Achimenes II by Mélisandre Schofield
CBC Books | | Posted: April 8, 2020 2:00 PM | Last Updated: April 8, 2020
2020 CBC Short Story Prize longlist
Melisandre Schofield has made the 2020 CBC Short Story Prize longlist for Achimenes II.
The shortlist will be announced on April 15. The winner will be announced on April 22.
About Mélisandre
Mélisandre's background is in visual arts. Her work consists of writing that oscillates between literature and media arts. Through her involvement with Lafin (the Liberal Arts Fictional Institute of Narrative: a fictional collective of artists and researchers), she has designed a series of poetic dream experiments, volunteered as an archivist, and written the novel Melancholy's Satellites, which is currently in final revision. She has also recently begun searching for a publisher for her novel Sky Paint.
Entry in five-ish words
Another writer published my story.
The story's source of inspiration
"I often bask in the vague memory of a story by Jorge Luis Borges, The Library of Babel, in which every book imaginable and each of its possible variations exist — some with only a comma removed, or a few words shifted.

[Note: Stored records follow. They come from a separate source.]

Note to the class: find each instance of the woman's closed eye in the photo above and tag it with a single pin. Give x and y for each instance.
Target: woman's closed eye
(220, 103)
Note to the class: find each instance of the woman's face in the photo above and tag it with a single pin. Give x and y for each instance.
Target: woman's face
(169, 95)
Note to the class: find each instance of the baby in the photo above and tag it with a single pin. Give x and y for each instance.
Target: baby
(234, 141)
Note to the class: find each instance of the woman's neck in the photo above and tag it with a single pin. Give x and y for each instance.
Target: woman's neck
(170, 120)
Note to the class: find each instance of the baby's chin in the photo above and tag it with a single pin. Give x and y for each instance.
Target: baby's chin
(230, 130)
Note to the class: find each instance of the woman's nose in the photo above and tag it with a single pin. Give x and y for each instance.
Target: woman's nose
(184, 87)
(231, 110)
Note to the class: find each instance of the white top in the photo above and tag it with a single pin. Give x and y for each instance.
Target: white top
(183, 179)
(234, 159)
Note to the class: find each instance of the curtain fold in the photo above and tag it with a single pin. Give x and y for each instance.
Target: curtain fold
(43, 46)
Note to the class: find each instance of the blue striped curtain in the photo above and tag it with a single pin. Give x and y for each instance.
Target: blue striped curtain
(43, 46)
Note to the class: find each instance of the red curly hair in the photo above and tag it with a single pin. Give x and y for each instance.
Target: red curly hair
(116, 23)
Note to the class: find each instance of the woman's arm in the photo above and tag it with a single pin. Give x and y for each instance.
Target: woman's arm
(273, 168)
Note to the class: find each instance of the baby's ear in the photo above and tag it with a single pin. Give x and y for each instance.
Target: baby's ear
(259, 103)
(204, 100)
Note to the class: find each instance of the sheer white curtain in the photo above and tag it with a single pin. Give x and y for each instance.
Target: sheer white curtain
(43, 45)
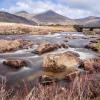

When I started writing Achimenes II, I was thinking about this decision to write, when the thing you're writing might already have been written in a thousand variations… and the loneliness of writing, and how that loneliness might shift, if you met the person who was writing the work right next to yours in Borges' Library of Babel."
First lines
Less than a week ago, I was standing near a magazine rack, flipping through a literary journal, when I recognized a title in the table of contents: "Achimenes." It was a title I had been considering for a short story I had just finished writing that very morning. Not a great work, but a solid attempt. Achimenes is a genus of plants with trumpet shaped flowers, sometimes called widow's tears. It is also an unorthodox anagram of mechanism which is where my story took root.
About the 2020 CBC Short Story Prize
The winner of the 2020 CBC Short Story Prize will receive $6,000 from the Canada Council for the Arts, have their work published on CBC Books and attend a two-week writing residency at the Banff Centre for Arts and Creativity. Four finalists will each receive $1,000 from the Canada Council for the Arts and have their work published on CBC Books.